The Abyssinian sunbird (Cinnyris habessinicus), formerly the shining sunbird, is a species of passerine bird in the sunbird family Nectariniidae. The Arabian sunbird was formerly treated as a subspecies.

==Subspecies==
Three subspecies are recognised:
- C. h. habessinicus (Hemprich & Ehrenberg, 1828) – northeast Sudan, Eritrea and north, central Ethiopia
- C. h. alter Neumann, 1906 – east Ethiopia and north Somalia
- C. h. turkanae Van Someren, 1920 – southeast Sudan, south Ethiopia, south Somalia, north Kenya and northeast Uganda

Two additional former subspecies, C. h. hellmaryi and C. h. kinneari, have now been split as a separate species, the Arabian sunbird C. hellmaryi.

==Description==
The Abyssinian sunbird is highly dimorphic and has three distinct plumages, juvenile, immature and adult.
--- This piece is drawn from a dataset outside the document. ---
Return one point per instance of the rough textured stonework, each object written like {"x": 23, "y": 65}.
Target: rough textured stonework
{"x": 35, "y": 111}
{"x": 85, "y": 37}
Adult males in breeding plumage have brilliant metallic green upperparts and throat, a violet or blue crown, a bright red band across the breast with a narrow line of metallic blue, and blue-black wings and tail. The females are brownish-buff, paler below. These small sunbirds mainly feed on nectar and small insects.

==Distribution and habitat==
It is found in Djibouti, Egypt, Eritrea, Ethiopia, Kenya, Somalia, South Sudan, Sudan, and Uganda.

This species prefers rocky or sandy areas and dry river beds with Acacia and Ziziphus trees.